It looked like the script for J.W. Walsh could not have been written any better.
The Texas Longhorns, the No. 12 team in the nation, marched 75 yards to take a five-point lead with 29 seconds remaining in a crucial Big 12 opener Saturday night at Boone Pickens Stadium. He had a raucous crowd in the building, a nationally televised game and 29 seconds to win and go down among Oklahoma State legends.
And for a few wacky seconds, it looked like it might happen.
On fourth-and-8 from his own 27-yard line, Walsh, who was making his first career start in relief of the injured Wes Lunt, had 11 seconds to somehow get the Cowboys in the end zone.
After a few laterals, including one back to Walsh, the former Guyer standout heaved the ball across the field to a waiting Charlie Moore, bringing back memories of the famed “Music City Miracle.” Moore went streaking up the Texas sideline for 42 yards before being tackled at the Longhorns’ 38 as time expired.
That was it. Walsh’s first start in a Cowboys uniform was over, and it wasn’t the result he wanted, as Texas beat OSU 41-36 to put the Cowboys behind the 8-ball in the race to repeat as Big 12 champions.
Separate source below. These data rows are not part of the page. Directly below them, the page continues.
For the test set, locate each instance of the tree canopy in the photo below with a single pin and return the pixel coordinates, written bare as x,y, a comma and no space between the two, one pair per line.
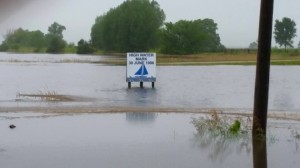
15,39
131,27
189,37
55,40
84,47
285,31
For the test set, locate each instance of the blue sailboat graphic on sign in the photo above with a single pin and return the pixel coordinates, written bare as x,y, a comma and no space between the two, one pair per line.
142,71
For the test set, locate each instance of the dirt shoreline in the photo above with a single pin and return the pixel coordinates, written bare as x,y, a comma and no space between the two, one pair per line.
283,115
What happened as soon as the final whistle blew, however, told you all you needed to know about Walsh’s effort.
Walsh, helmet off, was the first person Texas head coach Mack Brown found at midfield to hug and congratulate on a job well done. Soon after, Texas defensive coordinator Manny Diaz did the same thing.
“Their team fought their guts out,” Brown said after the game. “J.W. Walsh played a great football game. It’s one of those games where we just had the ball last. If they would’ve had the ball much longer, they probably would have scored.”
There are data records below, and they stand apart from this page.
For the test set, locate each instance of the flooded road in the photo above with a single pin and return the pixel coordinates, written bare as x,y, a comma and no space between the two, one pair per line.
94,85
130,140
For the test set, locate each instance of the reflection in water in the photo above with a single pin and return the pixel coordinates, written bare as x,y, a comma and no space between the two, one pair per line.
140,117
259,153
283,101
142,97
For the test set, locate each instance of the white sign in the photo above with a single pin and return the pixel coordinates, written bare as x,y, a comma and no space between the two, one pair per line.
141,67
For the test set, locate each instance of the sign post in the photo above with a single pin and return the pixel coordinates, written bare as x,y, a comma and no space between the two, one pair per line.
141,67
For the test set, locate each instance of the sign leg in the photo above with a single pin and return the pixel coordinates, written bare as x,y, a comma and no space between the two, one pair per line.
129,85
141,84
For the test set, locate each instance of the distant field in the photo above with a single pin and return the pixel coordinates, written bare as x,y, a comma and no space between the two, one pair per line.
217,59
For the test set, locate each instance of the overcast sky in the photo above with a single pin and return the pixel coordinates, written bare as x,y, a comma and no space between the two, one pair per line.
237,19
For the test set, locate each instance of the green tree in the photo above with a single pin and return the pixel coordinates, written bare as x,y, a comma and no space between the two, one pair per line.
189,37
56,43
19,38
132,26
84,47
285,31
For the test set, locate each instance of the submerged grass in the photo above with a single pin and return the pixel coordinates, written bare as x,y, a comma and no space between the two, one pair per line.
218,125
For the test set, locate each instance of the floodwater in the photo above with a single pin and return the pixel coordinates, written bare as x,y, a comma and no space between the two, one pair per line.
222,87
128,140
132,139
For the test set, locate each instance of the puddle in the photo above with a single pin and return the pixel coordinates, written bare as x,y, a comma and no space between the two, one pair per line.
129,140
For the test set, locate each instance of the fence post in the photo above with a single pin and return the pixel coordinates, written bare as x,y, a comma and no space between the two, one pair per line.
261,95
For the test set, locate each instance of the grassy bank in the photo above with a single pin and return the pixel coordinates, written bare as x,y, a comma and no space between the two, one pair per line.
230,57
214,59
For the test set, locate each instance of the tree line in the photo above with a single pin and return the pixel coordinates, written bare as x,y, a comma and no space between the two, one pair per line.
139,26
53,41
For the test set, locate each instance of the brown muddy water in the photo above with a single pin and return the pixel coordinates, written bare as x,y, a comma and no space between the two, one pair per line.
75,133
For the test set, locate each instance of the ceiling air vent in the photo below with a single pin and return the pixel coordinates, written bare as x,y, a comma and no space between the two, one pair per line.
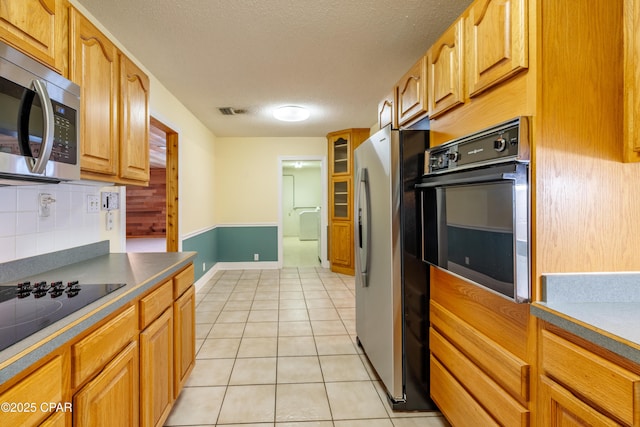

And that would have come as no surprise.
After all, it was Walsh, the guy who in his high school days seemed to excel even when his team came up short. The guy who had two last-second game-winning touchdown passes as a senior — one to send his team to the state championship game.
Sure, there were jitters for Walsh. That was helped a little when he threw a 6-yard completion to high school teammate and best friend Josh Stewart on the game’s first offensive play. On the second play, he was the second person to meet running back Joseph Randle in the end zone to celebrate a 69-yard touchdown run.
“There were a bunch of nerves,” Walsh said. “But I think you have to have some nerves because it’s a big stage to play on. At the same time, you need to get rid of them quickly, and I think we all did that.”
Against UT, Walsh completed 18 of 27 pass attempts for 307 yards and two TDs. He rushed eight times for 57 yards and took one sack. He also threw an interception that led to an early Texas score.
“I thought J.W. played really well,” OSU head coach Mike Gundy said. “Did he make some mistakes? Yes. Was he confused at times on some reads? Yes. But that’s a good defensive football team. I don’t know that there are that many teams in the country that will be more athletic [than Texas].”
And still, Walsh kept the Texas defense on its toes all night, whether he was finding Stewart or throwing to Tracy Moore four times on one drive after not looking his way for an entire half. Or maybe it was the quarterback run game that is not a factor with Lunt.
On the first of two fourth-quarter scoring drives Walsh led, he started the drive with a 50-yard scamper on a designed run. He did a little bit of everything.
And even after all of that, Walsh likely will return to backup duty when Lunt returns from the knee injury he suffered two weeks ago. With a second bye week over a three-week span coming Saturday, Lunt could be ready to roll when the Cowboys travel to Kansas on Oct. 13.
What happens for the rest of this season could determine Walsh’s future with the Cowboys, who have proven to have an incredible luxury of having two very capable, yet different, quarterbacks who both will be around for a good while.
After Lunt won the job from Walsh following spring workouts in April, the conventional thought was that the more fleet-footed Walsh would have numerous offensive packages in place to give the Cowboys a change-up from Lunt’s pocket passing, which better fits the system of offensive coordinator Todd Monken.
That hasn’t really materialized, as the only time there would have been an opportunity to run the offense as planned came in OSU’s 59-38 loss at Arizona on Sept. 8. In that game, Walsh saw the field just once on an unsuccessful fourth-and-1 attempt.
After the game, Monken told reporters it was the first time he’d seen noticeable frustration from Walsh. If so, that’s understandable.
Walsh is the ultimate competitor. Always has been.
Throughout this whole process, Walsh has made it clear he does not want to talk about transferring. He loves OSU, and he loves the Cowboys’ program and coaching staff. That’s to be respected, but knowing Walsh, that ultimately will not be enough to feed his insatiable desire to compete — and to win.
Transferring following this season would allow him to play elsewhere for two years after sitting out next season, and if Saturday night was it for Walsh as a starting quarterback this season, there’s one thing that is certain. He is now the top transfer target in the country, and the Cowboys better hope his love for his university prevails or they’ll lose a good one.